This increased central vs peripheral effect of methamphetamine agrees with the common subjective feeling among stimulant users that the methamphetamine high has less of an inherently 'jittery' quality to it. The downside is that this aversive effect may be helpful as it discourages harmful levels of use. It is unclear what real world impact this difference has. A double-blind but small study of 13 methamphetamine users revealed only a minor preference towards methamphetamine, and this may be explained by the users having a greater familiarity with the drug.[41]

It is strongly recommended that one use harm reduction practices when using this substance.

Psychosis

Main article: Stimulant psychosis

Abuse of methamphetamine can result in a stimulant psychosis that may present with a variety of symptoms (e.g., paranoia, hallucinations, delusions).[38] A review on treatment for amphetamine, dextroamphetamine, and methamphetamine abuse-induced psychosis states that about 5–15% of users fail to recover completely.[38][42] The same review asserts that, based upon at least one trial, antipsychotic medications effectively resolve the symptoms of acute amphetamine psychosis.[38] Psychosis very rarely arises from therapeutic use.[43]

Overdose

A methamphetamine overdose may result in a wide range of symptoms and is potentially fatal at heavy dosages.[44] A moderate overdose of methamphetamine may induce symptoms such as abnormal heart rhythm, confusion, dysuria, high or low blood pressure, hyperthermia, hyperreflexia, myalgia, severe agitation, tachypnea, tremor, urinary hesitancy, and urinary retention.[45] An extremely large overdose may produce symptoms such as adrenergic storm, methamphetamine psychosis, anuria, cardiogenic shock, cerebral hemorrhage, circulatory collapse, hyperpyrexia, pulmonary hypertension, renal failure, rhabdomyolysis, serotonin syndrome, and a form of stereotypy ("tweaking").
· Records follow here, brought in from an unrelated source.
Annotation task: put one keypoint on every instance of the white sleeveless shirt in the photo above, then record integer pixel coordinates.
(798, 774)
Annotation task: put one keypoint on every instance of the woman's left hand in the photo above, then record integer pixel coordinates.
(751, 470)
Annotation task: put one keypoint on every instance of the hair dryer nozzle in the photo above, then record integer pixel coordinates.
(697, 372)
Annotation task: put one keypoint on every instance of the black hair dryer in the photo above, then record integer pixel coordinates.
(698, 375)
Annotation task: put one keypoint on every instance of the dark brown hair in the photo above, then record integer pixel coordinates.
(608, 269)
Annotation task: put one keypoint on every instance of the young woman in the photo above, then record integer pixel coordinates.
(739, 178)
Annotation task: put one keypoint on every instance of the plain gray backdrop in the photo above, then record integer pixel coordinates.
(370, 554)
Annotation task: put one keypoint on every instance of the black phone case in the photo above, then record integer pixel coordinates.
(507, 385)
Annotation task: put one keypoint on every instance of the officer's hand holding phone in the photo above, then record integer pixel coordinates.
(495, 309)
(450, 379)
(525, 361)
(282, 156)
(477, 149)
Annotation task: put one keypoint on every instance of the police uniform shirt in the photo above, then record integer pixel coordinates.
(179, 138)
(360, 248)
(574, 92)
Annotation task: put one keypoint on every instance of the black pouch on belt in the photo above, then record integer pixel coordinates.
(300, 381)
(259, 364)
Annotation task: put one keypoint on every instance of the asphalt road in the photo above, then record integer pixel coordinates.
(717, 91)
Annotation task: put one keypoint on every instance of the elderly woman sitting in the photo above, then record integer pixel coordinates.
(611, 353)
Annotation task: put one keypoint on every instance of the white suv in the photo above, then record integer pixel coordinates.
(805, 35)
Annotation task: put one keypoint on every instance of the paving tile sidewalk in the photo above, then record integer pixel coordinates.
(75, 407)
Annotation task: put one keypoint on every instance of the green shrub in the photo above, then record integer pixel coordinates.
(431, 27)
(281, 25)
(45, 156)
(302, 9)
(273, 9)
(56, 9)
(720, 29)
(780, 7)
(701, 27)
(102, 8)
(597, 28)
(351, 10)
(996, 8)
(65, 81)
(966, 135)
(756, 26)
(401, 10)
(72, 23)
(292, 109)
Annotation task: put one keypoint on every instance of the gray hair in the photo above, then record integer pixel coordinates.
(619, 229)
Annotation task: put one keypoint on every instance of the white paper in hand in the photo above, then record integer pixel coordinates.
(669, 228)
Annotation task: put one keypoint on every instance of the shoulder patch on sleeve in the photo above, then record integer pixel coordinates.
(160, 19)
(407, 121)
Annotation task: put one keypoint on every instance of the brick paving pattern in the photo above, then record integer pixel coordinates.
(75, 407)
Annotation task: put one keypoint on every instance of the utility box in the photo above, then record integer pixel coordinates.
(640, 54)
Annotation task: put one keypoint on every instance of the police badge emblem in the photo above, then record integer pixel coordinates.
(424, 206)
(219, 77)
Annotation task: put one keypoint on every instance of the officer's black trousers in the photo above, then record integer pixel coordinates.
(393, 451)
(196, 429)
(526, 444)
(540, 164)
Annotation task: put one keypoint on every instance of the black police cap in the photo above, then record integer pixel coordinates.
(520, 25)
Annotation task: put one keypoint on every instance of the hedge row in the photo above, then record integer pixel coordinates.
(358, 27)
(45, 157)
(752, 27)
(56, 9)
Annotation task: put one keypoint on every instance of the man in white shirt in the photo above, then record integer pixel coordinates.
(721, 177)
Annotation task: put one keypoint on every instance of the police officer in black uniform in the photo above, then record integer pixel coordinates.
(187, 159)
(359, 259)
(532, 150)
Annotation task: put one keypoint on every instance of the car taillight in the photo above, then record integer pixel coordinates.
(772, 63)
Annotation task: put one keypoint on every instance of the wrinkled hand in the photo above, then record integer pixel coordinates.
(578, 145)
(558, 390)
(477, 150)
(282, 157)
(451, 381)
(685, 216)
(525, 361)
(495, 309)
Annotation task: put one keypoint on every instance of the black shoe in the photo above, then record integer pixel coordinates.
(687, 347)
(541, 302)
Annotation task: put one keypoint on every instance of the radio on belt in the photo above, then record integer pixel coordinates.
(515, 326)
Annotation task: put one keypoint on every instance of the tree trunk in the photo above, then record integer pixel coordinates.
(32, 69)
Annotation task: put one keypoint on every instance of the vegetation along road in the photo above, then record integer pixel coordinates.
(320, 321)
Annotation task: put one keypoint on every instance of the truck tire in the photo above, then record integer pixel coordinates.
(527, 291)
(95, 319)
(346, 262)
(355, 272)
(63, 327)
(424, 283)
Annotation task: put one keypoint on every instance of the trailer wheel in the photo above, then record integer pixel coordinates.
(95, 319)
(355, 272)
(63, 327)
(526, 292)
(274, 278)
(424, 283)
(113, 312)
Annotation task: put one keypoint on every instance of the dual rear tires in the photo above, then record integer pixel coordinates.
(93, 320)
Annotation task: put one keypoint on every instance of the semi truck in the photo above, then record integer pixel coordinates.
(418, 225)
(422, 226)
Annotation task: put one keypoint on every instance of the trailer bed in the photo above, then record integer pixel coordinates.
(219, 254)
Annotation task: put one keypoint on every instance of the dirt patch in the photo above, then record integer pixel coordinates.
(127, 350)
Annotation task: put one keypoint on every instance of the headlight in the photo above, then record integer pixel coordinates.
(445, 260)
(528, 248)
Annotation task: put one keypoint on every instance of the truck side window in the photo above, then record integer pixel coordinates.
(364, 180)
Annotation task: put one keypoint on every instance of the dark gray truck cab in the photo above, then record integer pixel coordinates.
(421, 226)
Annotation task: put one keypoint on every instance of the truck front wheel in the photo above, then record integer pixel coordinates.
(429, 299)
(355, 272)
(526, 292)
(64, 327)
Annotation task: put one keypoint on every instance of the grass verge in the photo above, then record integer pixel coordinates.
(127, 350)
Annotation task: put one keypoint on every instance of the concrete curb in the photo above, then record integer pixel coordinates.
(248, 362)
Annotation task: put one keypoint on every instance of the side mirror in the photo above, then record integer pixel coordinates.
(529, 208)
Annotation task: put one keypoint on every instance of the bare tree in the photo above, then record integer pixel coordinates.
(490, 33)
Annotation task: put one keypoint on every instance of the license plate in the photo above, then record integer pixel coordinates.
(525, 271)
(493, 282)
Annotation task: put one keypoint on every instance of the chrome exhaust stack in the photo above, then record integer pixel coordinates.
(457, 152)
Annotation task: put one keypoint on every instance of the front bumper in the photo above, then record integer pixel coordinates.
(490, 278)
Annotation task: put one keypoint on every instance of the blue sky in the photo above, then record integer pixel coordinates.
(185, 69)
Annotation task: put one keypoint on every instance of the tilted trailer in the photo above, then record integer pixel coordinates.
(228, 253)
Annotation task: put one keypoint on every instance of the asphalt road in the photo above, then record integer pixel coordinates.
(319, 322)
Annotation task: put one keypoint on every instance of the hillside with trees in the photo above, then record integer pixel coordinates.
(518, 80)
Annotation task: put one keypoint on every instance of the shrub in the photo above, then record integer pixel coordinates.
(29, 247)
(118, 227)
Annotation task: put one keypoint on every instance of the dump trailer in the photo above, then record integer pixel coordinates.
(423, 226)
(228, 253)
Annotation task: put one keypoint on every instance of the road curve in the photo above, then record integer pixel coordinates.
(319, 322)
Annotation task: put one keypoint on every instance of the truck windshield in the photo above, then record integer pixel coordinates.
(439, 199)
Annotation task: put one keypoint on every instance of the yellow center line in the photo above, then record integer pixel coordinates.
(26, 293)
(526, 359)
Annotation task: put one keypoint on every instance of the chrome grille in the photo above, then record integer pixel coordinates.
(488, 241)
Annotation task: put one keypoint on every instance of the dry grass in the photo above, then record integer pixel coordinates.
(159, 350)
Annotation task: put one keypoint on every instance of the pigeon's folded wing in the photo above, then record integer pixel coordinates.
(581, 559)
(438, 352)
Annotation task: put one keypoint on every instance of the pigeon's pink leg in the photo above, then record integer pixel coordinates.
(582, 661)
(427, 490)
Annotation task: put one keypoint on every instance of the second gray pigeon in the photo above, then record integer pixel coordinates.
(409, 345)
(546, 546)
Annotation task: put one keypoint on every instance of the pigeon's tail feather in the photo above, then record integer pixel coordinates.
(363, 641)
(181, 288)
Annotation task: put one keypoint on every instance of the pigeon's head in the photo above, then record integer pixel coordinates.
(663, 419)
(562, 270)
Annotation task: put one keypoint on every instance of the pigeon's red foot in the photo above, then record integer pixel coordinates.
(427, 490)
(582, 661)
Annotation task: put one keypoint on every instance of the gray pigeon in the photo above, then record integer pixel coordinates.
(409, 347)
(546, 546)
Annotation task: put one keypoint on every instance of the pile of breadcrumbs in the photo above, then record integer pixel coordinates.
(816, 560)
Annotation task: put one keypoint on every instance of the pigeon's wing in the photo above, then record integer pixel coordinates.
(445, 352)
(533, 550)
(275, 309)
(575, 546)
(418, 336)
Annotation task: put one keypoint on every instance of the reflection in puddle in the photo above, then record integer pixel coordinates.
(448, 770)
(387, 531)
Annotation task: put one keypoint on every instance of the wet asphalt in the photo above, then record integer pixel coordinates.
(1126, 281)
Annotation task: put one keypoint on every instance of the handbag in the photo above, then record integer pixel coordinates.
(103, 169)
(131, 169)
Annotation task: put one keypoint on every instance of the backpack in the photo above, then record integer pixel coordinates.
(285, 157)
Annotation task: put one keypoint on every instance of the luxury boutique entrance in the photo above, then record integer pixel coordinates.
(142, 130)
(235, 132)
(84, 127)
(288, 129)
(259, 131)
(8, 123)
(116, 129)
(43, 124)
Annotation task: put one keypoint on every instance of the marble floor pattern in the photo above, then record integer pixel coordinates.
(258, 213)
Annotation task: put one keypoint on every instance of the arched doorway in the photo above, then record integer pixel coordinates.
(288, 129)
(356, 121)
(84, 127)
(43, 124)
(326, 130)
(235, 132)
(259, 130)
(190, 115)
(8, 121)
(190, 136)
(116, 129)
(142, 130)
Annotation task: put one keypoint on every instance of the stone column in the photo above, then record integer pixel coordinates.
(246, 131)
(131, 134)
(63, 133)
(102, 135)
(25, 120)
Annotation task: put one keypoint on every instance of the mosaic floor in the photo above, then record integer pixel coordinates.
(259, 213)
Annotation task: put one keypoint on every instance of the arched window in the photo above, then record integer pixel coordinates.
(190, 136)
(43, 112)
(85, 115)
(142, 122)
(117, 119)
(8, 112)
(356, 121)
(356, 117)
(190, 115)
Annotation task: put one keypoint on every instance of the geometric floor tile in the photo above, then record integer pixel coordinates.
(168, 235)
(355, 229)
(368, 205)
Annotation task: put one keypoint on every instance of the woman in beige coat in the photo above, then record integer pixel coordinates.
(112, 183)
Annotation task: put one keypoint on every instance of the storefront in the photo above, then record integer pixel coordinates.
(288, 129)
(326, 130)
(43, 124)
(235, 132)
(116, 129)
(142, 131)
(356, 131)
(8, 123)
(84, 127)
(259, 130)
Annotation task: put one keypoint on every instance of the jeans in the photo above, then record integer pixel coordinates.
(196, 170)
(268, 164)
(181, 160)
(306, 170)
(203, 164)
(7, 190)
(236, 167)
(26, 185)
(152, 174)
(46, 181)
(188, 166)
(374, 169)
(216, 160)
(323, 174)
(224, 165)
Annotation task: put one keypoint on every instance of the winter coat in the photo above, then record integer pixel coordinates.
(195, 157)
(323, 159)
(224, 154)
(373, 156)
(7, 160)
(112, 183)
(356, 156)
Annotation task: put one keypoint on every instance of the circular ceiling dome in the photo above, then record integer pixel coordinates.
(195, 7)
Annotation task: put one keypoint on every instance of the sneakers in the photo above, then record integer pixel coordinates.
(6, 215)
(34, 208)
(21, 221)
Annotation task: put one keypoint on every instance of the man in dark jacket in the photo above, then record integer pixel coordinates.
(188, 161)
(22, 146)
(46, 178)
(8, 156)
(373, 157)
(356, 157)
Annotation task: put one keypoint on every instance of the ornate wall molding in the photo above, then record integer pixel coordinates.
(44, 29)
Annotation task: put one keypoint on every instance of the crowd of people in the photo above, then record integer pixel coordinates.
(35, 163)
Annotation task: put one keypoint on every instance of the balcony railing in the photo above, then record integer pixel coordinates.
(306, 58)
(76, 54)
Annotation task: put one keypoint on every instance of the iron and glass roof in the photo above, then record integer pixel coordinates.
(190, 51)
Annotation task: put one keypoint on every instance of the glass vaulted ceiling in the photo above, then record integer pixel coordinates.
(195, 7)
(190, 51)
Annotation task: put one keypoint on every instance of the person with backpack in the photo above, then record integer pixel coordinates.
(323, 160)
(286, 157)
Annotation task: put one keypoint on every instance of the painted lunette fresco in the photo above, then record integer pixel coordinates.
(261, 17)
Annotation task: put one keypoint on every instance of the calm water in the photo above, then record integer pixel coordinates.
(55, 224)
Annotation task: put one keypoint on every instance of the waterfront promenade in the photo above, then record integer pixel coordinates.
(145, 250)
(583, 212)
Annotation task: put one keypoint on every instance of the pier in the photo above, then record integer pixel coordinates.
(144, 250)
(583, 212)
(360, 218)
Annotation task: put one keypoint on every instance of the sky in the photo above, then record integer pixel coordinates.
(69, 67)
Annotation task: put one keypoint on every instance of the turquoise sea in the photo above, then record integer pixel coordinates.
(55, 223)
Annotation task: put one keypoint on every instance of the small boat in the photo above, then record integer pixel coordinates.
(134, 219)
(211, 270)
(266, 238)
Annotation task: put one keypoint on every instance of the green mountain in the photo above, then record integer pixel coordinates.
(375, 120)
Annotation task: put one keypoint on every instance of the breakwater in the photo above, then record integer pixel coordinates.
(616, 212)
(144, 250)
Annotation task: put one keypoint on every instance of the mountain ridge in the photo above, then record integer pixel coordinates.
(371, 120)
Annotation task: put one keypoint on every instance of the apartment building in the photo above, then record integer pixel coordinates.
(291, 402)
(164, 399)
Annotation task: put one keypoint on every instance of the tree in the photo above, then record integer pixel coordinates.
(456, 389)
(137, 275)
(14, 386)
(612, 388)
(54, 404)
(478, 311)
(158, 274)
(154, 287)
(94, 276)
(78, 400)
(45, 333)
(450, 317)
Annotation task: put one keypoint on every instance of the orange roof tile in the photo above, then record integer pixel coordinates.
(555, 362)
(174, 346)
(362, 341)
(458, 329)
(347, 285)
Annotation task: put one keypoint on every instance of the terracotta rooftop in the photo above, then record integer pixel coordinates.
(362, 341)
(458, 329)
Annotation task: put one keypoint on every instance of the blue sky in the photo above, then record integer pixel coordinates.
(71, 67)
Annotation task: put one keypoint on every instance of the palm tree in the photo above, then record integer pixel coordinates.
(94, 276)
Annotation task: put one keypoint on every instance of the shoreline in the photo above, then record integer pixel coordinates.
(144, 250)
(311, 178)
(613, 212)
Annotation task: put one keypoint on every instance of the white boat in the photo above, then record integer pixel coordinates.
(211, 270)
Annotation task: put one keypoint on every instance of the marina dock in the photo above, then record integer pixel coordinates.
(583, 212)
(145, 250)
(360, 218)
A methamphetamine overdose will likely also result in mild brain damage due to dopaminergic and serotonergic neurotoxicity.[28][33] Death from fatal methamphetamine poisoning is typically preceded by convulsions and coma.[46]

Emergency treatment

Acute methamphetamine overdose is largely managed by treating the symptoms, and administration of benzodiazepines relieves symptoms such as agitation, hypertension, tachycardia, and seizure.[47]

Harm reduction

Studies have shown that N-acetylcysteine (NAC) can block the harmful neurotoxic effects of methamphetamine while preventing neurotransmitter depletion in rats[48] and clinical trials in humans to treat methamphetamine dependence are currently underway. NAC may be effective for reducing the cravings and psychological dependence as well.[49] NAC has a short half life and a sustained release formulation may be preferred for harm reduction purposes. Selenium has also been shown to protect the brain against meth induced neurotoxicity.[50] However, it is worth noting that this data is preliminary and may not be applicable to humans.

Dangerous interactions

Warning: Many psychoactive substances that are reasonably safe to use on their own can suddenly become dangerous and even life-threatening when combined with certain other substances. The following list provides some known dangerous interactions (although it is not guaranteed to include all of them).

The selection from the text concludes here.